We know what is needed to generate these jobs: enterprise. Not informal microenterprises, such as smallholder farms. It is organisations with enough formal structure to raise finance for investment, and sufficient managerial competence to reap the productivity gains from scale and specialisation.

Yet Africa is desperately short of such organisations. They exist in Europe, North America and China, where workforces are ageing and shrinking. Meanwhile, the young workers with the energy and appetite for adapting to new technologies are in Africa.

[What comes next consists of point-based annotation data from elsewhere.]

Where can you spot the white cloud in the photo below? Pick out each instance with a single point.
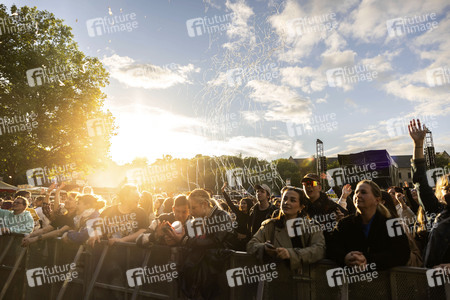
(147, 76)
(242, 33)
(283, 103)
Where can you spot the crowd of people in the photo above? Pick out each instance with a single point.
(352, 231)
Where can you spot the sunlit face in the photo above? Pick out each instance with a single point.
(181, 213)
(445, 190)
(70, 203)
(364, 199)
(261, 195)
(198, 209)
(133, 198)
(392, 193)
(312, 189)
(290, 204)
(18, 206)
(243, 206)
(81, 207)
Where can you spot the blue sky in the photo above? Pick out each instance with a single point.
(184, 95)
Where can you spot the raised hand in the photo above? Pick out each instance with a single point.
(346, 190)
(417, 132)
(225, 185)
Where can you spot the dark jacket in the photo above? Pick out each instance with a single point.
(254, 222)
(202, 259)
(379, 248)
(437, 250)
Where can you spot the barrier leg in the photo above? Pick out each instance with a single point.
(96, 272)
(8, 246)
(137, 287)
(13, 272)
(66, 282)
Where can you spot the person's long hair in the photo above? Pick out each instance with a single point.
(376, 191)
(442, 182)
(281, 218)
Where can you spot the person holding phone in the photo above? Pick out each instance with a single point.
(277, 240)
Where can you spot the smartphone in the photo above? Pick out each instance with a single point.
(269, 245)
(168, 228)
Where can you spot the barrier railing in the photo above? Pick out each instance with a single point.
(101, 275)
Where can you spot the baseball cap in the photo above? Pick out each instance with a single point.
(311, 176)
(264, 187)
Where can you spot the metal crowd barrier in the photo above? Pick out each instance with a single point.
(101, 275)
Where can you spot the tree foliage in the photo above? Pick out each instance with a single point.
(64, 105)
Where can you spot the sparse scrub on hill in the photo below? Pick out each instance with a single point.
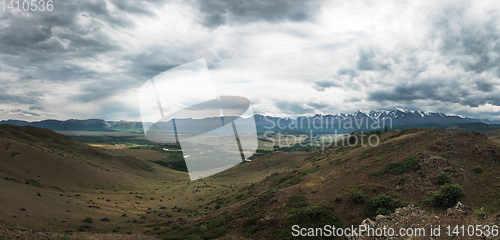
(400, 167)
(357, 197)
(477, 169)
(447, 195)
(442, 178)
(309, 217)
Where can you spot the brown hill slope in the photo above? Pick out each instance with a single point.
(342, 181)
(49, 181)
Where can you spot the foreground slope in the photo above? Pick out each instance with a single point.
(325, 187)
(51, 181)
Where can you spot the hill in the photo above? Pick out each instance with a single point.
(50, 181)
(396, 118)
(55, 183)
(344, 185)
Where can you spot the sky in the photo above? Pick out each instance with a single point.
(87, 59)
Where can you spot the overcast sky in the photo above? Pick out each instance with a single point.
(87, 59)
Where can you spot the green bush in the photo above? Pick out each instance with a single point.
(357, 197)
(382, 204)
(477, 169)
(447, 195)
(442, 178)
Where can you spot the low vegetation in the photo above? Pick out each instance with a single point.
(409, 164)
(447, 195)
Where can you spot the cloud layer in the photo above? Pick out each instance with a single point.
(86, 59)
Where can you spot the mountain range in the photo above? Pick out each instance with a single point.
(396, 118)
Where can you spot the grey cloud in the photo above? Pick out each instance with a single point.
(370, 59)
(346, 71)
(220, 12)
(294, 107)
(134, 7)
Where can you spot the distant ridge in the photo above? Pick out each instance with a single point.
(396, 118)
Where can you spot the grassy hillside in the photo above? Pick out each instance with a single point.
(338, 186)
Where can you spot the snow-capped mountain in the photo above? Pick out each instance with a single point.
(361, 119)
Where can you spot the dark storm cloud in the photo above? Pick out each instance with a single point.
(468, 40)
(133, 7)
(24, 98)
(440, 90)
(371, 59)
(323, 85)
(220, 12)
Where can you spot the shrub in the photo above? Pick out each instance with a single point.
(297, 201)
(312, 216)
(477, 169)
(83, 227)
(382, 204)
(357, 197)
(442, 178)
(447, 195)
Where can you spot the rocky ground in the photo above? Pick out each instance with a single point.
(414, 217)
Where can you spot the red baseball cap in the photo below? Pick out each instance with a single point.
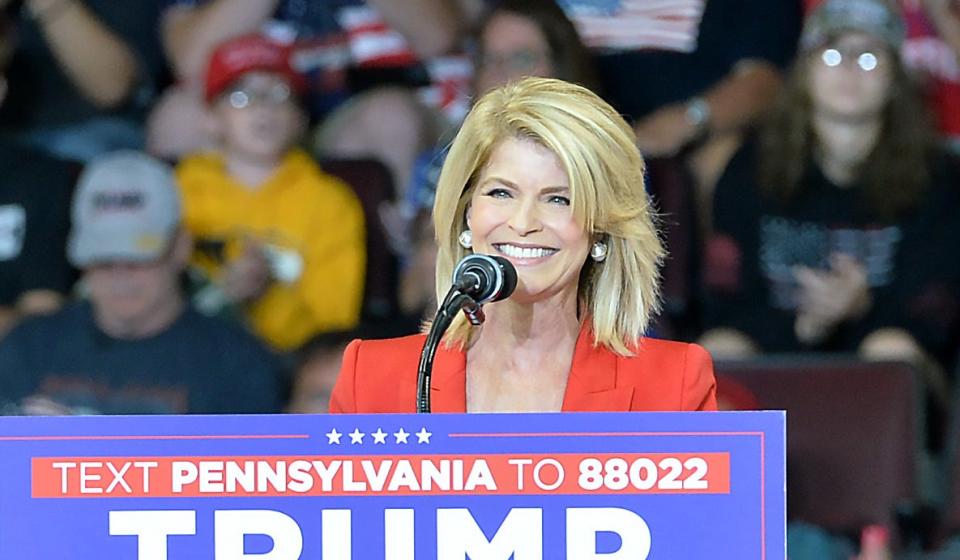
(240, 55)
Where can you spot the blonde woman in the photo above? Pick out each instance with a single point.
(547, 175)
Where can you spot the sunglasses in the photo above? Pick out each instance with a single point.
(865, 60)
(243, 97)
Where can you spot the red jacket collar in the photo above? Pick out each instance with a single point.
(591, 386)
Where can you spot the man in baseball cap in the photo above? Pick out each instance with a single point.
(278, 239)
(135, 345)
(126, 208)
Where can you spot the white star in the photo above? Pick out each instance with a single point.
(356, 436)
(423, 436)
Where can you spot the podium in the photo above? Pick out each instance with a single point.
(395, 487)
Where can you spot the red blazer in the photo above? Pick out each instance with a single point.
(381, 376)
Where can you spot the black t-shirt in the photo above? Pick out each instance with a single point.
(197, 365)
(645, 61)
(911, 261)
(35, 192)
(41, 94)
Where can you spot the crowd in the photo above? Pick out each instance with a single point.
(175, 236)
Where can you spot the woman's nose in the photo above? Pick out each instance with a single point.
(525, 218)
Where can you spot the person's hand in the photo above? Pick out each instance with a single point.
(247, 276)
(665, 132)
(47, 10)
(828, 298)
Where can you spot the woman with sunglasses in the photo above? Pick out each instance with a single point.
(834, 230)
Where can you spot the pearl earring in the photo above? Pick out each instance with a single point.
(599, 251)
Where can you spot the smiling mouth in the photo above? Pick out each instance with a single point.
(523, 252)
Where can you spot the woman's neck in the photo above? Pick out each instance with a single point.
(531, 331)
(844, 145)
(521, 360)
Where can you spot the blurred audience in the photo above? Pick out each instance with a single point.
(837, 229)
(316, 372)
(35, 192)
(83, 75)
(276, 235)
(345, 47)
(136, 346)
(932, 51)
(691, 74)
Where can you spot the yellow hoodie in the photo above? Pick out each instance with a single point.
(311, 224)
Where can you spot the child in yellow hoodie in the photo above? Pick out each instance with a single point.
(275, 234)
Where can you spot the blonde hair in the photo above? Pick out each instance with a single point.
(597, 149)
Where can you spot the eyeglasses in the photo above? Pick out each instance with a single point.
(523, 61)
(866, 60)
(277, 94)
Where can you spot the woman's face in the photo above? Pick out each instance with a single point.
(850, 77)
(521, 210)
(511, 48)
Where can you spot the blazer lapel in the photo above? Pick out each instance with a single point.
(592, 384)
(448, 388)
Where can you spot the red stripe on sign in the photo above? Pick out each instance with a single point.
(383, 475)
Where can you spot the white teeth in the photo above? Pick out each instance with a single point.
(524, 252)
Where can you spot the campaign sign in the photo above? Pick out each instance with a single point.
(620, 486)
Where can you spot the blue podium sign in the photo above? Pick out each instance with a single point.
(579, 486)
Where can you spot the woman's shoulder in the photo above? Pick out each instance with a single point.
(385, 349)
(655, 351)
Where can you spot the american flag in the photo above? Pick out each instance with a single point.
(670, 25)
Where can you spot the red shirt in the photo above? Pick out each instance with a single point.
(381, 376)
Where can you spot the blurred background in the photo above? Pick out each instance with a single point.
(202, 202)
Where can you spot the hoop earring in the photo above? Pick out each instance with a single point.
(598, 252)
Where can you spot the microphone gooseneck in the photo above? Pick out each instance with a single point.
(477, 279)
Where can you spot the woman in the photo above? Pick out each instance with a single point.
(837, 230)
(547, 175)
(514, 39)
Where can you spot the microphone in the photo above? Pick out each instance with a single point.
(485, 278)
(477, 279)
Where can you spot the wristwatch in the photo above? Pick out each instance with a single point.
(697, 112)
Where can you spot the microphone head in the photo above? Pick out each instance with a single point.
(485, 278)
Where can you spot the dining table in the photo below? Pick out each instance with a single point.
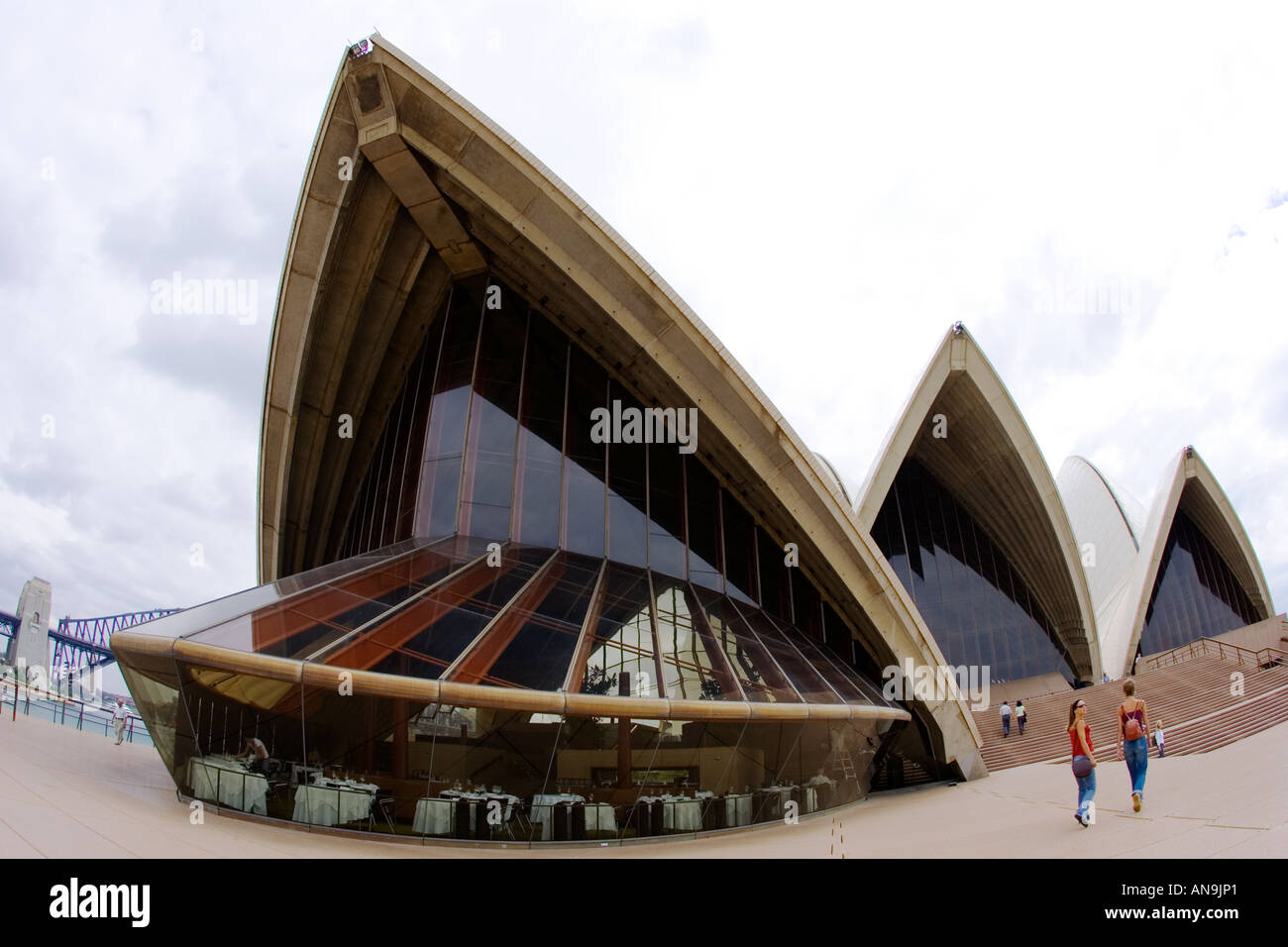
(227, 781)
(329, 801)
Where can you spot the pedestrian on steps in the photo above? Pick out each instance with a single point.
(1080, 742)
(1133, 731)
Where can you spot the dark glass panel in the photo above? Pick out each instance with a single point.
(154, 684)
(228, 709)
(761, 678)
(806, 613)
(445, 441)
(537, 484)
(739, 549)
(971, 598)
(622, 638)
(425, 637)
(691, 668)
(805, 678)
(535, 638)
(627, 493)
(774, 595)
(703, 501)
(585, 462)
(326, 612)
(1196, 592)
(666, 551)
(488, 480)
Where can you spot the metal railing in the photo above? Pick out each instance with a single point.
(1224, 650)
(67, 711)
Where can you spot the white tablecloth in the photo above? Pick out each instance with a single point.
(433, 817)
(334, 804)
(230, 784)
(738, 809)
(600, 817)
(785, 795)
(541, 809)
(679, 813)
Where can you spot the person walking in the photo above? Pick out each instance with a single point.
(1133, 731)
(1083, 761)
(119, 716)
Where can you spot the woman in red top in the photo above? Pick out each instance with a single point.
(1080, 741)
(1133, 731)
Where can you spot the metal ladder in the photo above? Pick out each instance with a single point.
(845, 763)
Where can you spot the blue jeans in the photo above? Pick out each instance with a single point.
(1086, 789)
(1136, 753)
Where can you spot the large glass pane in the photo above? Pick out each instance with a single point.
(761, 680)
(445, 441)
(540, 464)
(1196, 594)
(532, 643)
(666, 510)
(488, 480)
(426, 635)
(703, 502)
(691, 664)
(622, 641)
(313, 620)
(585, 464)
(248, 738)
(973, 599)
(805, 678)
(627, 496)
(739, 549)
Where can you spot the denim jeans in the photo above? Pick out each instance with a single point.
(1136, 753)
(1086, 789)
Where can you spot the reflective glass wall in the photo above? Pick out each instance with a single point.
(318, 741)
(498, 543)
(1196, 594)
(493, 438)
(974, 602)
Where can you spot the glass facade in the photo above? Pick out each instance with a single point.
(1196, 594)
(971, 598)
(353, 750)
(513, 585)
(498, 403)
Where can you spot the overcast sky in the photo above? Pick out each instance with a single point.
(828, 188)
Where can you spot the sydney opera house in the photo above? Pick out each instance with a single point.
(482, 618)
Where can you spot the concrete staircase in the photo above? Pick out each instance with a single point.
(1190, 693)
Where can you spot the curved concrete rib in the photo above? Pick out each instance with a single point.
(961, 423)
(1186, 483)
(478, 195)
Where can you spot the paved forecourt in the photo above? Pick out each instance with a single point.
(75, 795)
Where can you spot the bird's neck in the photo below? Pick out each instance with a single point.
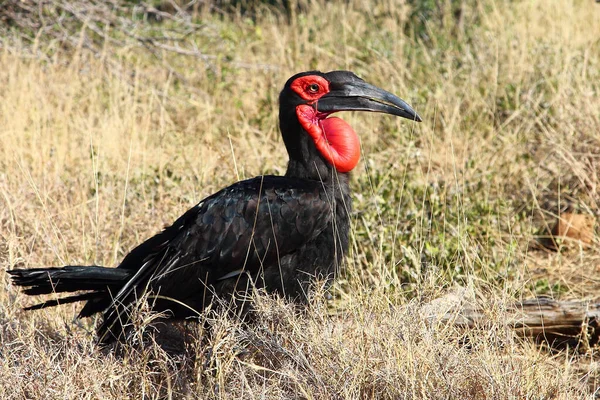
(305, 161)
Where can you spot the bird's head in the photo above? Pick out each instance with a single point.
(307, 101)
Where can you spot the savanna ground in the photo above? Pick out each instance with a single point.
(105, 138)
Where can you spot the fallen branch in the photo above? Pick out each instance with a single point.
(557, 323)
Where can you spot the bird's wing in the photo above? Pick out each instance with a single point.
(246, 225)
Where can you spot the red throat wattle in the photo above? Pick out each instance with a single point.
(334, 138)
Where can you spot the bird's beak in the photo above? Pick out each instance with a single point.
(361, 96)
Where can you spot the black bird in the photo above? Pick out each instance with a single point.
(271, 232)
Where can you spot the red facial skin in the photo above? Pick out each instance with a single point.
(337, 142)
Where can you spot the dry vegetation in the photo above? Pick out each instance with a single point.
(103, 142)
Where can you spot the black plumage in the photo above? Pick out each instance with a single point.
(272, 232)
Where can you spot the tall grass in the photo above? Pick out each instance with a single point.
(100, 151)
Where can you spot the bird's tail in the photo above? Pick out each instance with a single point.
(99, 282)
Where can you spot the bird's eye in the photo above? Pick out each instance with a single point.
(313, 88)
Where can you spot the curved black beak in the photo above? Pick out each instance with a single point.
(361, 96)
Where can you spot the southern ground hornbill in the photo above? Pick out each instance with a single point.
(271, 232)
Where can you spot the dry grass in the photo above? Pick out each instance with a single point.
(92, 161)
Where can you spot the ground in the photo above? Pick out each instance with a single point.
(107, 136)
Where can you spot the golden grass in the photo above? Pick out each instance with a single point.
(93, 161)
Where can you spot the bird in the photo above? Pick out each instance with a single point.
(276, 233)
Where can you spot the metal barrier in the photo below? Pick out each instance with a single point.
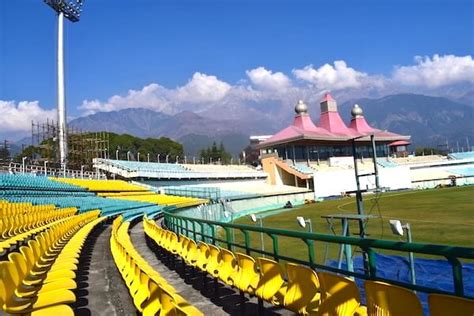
(198, 228)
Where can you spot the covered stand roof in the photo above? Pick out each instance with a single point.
(331, 126)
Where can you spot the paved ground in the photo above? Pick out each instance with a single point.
(101, 290)
(196, 289)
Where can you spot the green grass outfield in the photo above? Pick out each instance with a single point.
(437, 216)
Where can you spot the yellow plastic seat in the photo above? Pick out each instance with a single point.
(214, 261)
(246, 277)
(441, 305)
(203, 256)
(302, 294)
(192, 253)
(12, 304)
(339, 296)
(271, 281)
(391, 300)
(227, 267)
(60, 310)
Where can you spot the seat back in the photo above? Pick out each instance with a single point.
(339, 295)
(203, 256)
(20, 264)
(183, 248)
(227, 266)
(303, 288)
(192, 252)
(441, 305)
(214, 260)
(246, 278)
(271, 279)
(391, 300)
(9, 281)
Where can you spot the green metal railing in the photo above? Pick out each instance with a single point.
(208, 231)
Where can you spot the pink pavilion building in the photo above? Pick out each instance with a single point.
(304, 140)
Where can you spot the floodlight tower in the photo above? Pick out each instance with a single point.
(71, 10)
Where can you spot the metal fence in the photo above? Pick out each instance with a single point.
(224, 234)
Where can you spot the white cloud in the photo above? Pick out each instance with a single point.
(331, 77)
(437, 71)
(202, 91)
(202, 88)
(267, 80)
(151, 97)
(16, 118)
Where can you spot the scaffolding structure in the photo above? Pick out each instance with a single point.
(83, 146)
(5, 153)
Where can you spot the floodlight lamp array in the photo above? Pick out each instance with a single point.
(70, 8)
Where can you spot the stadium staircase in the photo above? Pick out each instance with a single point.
(99, 258)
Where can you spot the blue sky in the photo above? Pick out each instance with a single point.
(122, 45)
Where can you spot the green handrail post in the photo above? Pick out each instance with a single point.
(181, 225)
(372, 263)
(311, 255)
(246, 241)
(368, 246)
(201, 230)
(213, 233)
(193, 223)
(228, 237)
(276, 251)
(457, 275)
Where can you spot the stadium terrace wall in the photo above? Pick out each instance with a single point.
(244, 207)
(332, 183)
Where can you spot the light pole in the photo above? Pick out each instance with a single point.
(303, 221)
(71, 9)
(254, 219)
(23, 164)
(398, 229)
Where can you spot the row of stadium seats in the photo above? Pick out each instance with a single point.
(151, 294)
(101, 185)
(173, 170)
(84, 204)
(147, 166)
(18, 224)
(304, 291)
(38, 279)
(303, 168)
(32, 182)
(218, 168)
(160, 199)
(462, 155)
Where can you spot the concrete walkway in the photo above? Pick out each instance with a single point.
(193, 287)
(101, 290)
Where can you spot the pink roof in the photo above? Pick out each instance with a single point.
(331, 128)
(332, 122)
(327, 97)
(360, 125)
(399, 143)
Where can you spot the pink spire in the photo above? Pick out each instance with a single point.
(327, 97)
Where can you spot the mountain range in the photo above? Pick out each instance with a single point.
(430, 121)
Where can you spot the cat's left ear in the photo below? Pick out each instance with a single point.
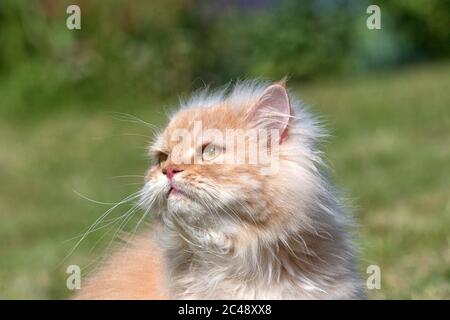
(273, 109)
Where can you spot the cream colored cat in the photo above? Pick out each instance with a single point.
(227, 229)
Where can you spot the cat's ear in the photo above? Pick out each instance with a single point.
(273, 109)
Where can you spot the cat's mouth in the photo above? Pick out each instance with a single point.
(175, 192)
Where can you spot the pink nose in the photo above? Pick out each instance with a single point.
(170, 171)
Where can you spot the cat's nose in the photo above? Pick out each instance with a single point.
(170, 171)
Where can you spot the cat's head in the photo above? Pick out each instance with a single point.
(233, 160)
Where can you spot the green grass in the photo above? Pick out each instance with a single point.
(390, 153)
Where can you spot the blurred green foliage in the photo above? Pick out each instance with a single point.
(127, 48)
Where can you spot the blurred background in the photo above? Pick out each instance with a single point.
(72, 101)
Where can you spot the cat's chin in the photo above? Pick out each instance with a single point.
(182, 206)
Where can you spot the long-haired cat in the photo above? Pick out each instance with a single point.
(241, 228)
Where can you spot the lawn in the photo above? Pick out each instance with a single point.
(389, 151)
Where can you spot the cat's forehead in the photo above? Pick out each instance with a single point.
(221, 117)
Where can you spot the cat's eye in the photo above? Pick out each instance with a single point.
(162, 157)
(211, 151)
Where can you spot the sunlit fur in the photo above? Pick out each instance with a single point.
(236, 234)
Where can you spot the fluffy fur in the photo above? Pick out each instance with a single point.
(231, 232)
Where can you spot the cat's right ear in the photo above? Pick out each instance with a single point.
(272, 110)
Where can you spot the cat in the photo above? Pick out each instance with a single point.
(229, 229)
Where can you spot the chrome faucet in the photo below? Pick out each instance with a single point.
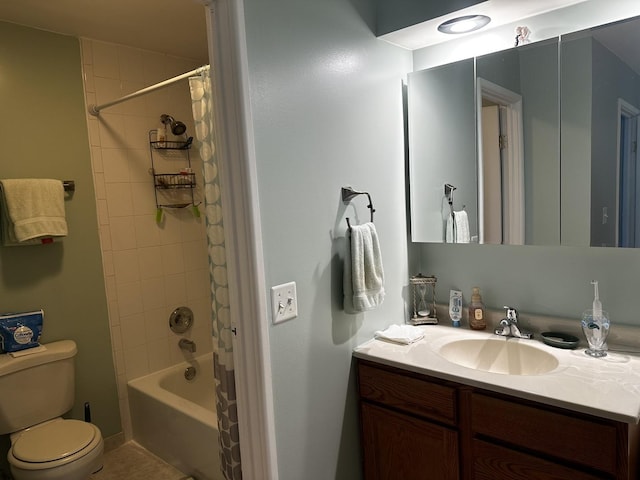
(188, 345)
(509, 326)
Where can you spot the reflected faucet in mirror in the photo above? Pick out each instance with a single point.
(509, 326)
(563, 128)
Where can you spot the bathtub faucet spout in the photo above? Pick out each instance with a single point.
(186, 344)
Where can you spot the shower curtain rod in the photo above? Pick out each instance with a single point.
(95, 109)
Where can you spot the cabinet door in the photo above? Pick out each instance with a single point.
(491, 462)
(398, 446)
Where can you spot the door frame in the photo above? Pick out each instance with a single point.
(513, 167)
(627, 110)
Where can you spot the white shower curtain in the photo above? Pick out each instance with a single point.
(202, 106)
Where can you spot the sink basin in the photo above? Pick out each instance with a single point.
(499, 355)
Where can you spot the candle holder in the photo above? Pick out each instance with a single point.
(424, 299)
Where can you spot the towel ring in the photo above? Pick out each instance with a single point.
(348, 193)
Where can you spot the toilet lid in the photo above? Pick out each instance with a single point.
(53, 441)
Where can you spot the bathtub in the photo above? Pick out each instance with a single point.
(175, 418)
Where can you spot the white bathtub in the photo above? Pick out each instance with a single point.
(175, 418)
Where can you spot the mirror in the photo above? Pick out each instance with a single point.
(600, 107)
(566, 180)
(519, 145)
(442, 149)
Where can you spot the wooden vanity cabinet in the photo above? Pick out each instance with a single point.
(419, 427)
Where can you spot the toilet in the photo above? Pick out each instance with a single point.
(37, 388)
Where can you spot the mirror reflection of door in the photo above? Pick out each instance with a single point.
(628, 228)
(501, 165)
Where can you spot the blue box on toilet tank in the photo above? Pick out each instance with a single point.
(19, 331)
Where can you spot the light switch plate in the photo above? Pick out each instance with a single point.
(284, 302)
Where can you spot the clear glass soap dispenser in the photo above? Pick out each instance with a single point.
(477, 320)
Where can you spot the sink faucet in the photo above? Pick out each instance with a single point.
(188, 345)
(509, 326)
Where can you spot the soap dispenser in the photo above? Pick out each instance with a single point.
(477, 319)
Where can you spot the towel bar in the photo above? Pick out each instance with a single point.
(348, 193)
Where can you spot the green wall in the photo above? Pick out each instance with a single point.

For decades, African leaders kept their countries trapped in the slow lane, building networks around patronage. Many businesses that entered Africa in these conditions bribed their way into local monopolies and contrived to take the resulting high profits out of the continent. Once expectations become anchored around patronage and privilege, they become self-fulfilling.

Paul Collier

Breaking free of these expectations is challenging. But, recently, a few governments have done so. There are influential models of successful transitions, such as the transformation of Singapore under its long-serving first prime minister Lee Kuan Yew, who jailed corrupt colleagues to make change credible.

But Africa today is different to Singapore of the 1960s.

The government of landlocked Rwanda, for example, crafted an ingenious pathway around tourism: high-quality short holidays piggybacked on attending conferences. Rwanda is now the third-most popular destination in Africa for conferences — and tourism is job-intensive. An equivalent pathway for Ghana, coastal and resource-rich, will exploit different opportunities.

These transitions offer huge long-term potential for international business. Their success is also existentially important for the west to deflect African governments from alternative options.

But transitions are precarious. Once Covid-19 hit, Rwanda closed its borders. It contained the spread of the virus and ensured that more than 60 per cent of its population of 13mn are vaccinated — on a par with European levels. The country has since reopened and aims to double tourism receipts to $800mn by 2024. However, the shock illustrates that transitions need underpinning.

Rwanda’s airline, hotels, game parks and other businesses faced the same financial stresses as those in advanced economies. Affluent governments provided huge fiscal support for their businesses. Now, as Covid recedes, the patterns of demand and costs have so changed that some companies will close. But, having preserved the organisational capacity of business, other enterprises will be well-positioned to grow, helping to offset job losses.

Transitions in Africa required fiscal support from the international community to enable governments to provide similar assistance. The need for such support remains acute: they are short of private sector organisational capital and can ill-afford Covid-inflicted bankruptcies. Yet, during the pandemic, this capital was not sufficiently forthcoming.

In the wake of Covid disruption, business opportunities are becoming apparent around the world: some businesses should be allowed to close, but many should be financed to survive, and others marked for rapid expansion.

Providing similar assistance for African transitions is a massive global public good: they need support to enable them to become the role models that will inspire other countries.

Fortunately, there is a way of linking the fiscal resources of affluent governments with many of those businesses in Africa which, in the global public interest, they should be financing. The money involved would be trivial both absolutely and relative to the likely pay-off.

Between them, the governments of affluent countries own about 40 development finance institutions, most doing business with African enterprises. If they pooled information, they could rapidly estimate the total cost of the necessary support and report it publicly to the G20, the international financial institutions, and the African Union. A coalition of willing states could commit to share the modest sums involved.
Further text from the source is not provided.